L’épopée alsacienne du Dreyeckland


Au sud de l’Alsace, le pays des trois frontières (France, Suisse et Allemagne) d’où vient son nom – Dreyeckland signifie mot à mot « Triangle pays » – a connu pendant une dizaine d’années d’importantes luttes écologiques et une véritable guerre des ondes.

De ces luttes, l’auteur propose un récit détaillé – « L’Alsace, un laboratoire de luttes » (p. 21-118) – nourri de nombreux documents, témoignages et entretiens avec les principaux acteurs : le récit détaillé des combats menés en Alsace et outre-Rhin, contre les centrales nucléaires – à commencer par celle de Fessenheim –, mais aussi contre l’implantation d’usines chimiques. Notre propos n’est pas ici de résumer ou de restituer ces très riches rappels et évocations d’actions souvent illégales et très majoritairement non-violentes, et encore moins de nous prononcer – ne serait-ce que rétrospectivement – sur leurs cibles ou leur légitimité : leur discussion ne relève pas, à proprement parler, de la critique des médias.

Or ces luttes ont été favorisées et soutenues par des journaux indépendants [2], puis par des « radios pirates ».

Ce fut le cas dans le Dreyeckland de Radio Verte Fessenheim (RVF) : une radio née en 1977 contre l’implantation de la centrale nucléaire, à laquelle est consacré principalement un chapitre – « La guerre des ondes » (p. 119-207) – qui couvre près de la moitié du livre de Jocelyn Peyret.
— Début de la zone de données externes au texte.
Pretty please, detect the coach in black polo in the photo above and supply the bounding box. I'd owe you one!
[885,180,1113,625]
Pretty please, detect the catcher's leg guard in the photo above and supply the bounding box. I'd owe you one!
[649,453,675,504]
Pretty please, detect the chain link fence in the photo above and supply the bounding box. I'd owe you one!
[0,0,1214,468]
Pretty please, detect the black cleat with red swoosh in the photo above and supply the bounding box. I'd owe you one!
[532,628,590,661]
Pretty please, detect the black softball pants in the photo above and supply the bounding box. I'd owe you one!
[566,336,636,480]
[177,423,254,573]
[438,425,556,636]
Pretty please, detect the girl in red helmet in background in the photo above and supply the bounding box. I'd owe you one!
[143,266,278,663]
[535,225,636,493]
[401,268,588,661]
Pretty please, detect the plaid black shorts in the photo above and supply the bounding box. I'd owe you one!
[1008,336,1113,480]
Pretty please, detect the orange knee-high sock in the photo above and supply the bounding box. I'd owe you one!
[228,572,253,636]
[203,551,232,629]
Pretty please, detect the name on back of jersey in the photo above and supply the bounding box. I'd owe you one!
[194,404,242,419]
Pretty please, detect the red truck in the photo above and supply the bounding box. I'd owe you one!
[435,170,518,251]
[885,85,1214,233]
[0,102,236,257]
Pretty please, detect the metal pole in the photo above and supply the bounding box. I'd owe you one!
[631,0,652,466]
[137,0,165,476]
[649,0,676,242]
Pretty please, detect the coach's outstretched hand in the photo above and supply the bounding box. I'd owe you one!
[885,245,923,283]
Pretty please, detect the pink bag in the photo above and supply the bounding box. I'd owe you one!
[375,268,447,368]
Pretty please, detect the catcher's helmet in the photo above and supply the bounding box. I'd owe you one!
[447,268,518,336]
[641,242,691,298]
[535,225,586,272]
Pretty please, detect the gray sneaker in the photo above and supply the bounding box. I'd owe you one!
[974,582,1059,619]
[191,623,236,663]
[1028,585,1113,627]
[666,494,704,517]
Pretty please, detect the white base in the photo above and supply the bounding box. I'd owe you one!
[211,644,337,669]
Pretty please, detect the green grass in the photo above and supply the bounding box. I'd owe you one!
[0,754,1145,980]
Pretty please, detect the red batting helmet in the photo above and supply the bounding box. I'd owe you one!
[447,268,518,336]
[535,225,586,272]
Ce dernier inscrit l’épopée de cette radio dans la longue histoire de la radio et plus précisément dans celle des radios pirates [3]. Radio Verte Fessenheim fut l’une des premières d’entre elles.

Une épopée, en effet, dont les épisodes font l’objet d’un récit circonstancié, conforté par de très nombreux témoignages des acteurs et témoins impliqués ou directement concernés : un récit dont la richesse et la précision défie toute tentative de le résumer [4].

Après l’élection de François Mitterrand en 1981, et alors que se prépare la « libération des ondes », Radio Verte Fessenheim arrête d’émettre et laisse la place à une nouvelle radio : Radio Dreyeckland qui, quelques années plus tard, deviendra une radio commerciale.

Une histoire ancienne ? Ce livre n’est pas seulement un livre de mémoire et d’hommage rendu à de courageux pionniers. Il est encore moins un ouvrage de commémoration. Il rappelle, à ceux qui seraient tentés de l’oublier ou de le négliger, à quel point le combat pour la liberté de l’information est un âpre combat toujours recommencé. Il confirme que des médias indépendants et associatifs sont indispensables aux mobilisations et, plus largement, à une information de proximité qui brise le monopole des médias dominants, y compris à l’échelle locale et régionale [5]. Les supports sont multiples et à l’ère du numériques, ils se sont diversifiés, mais ces médias, garants d’un effectif pluralisme, remplissent des missions de service public

Henri Maler

 

Jérôme Bo Bentzinger éditeur, 192 p., 21 €.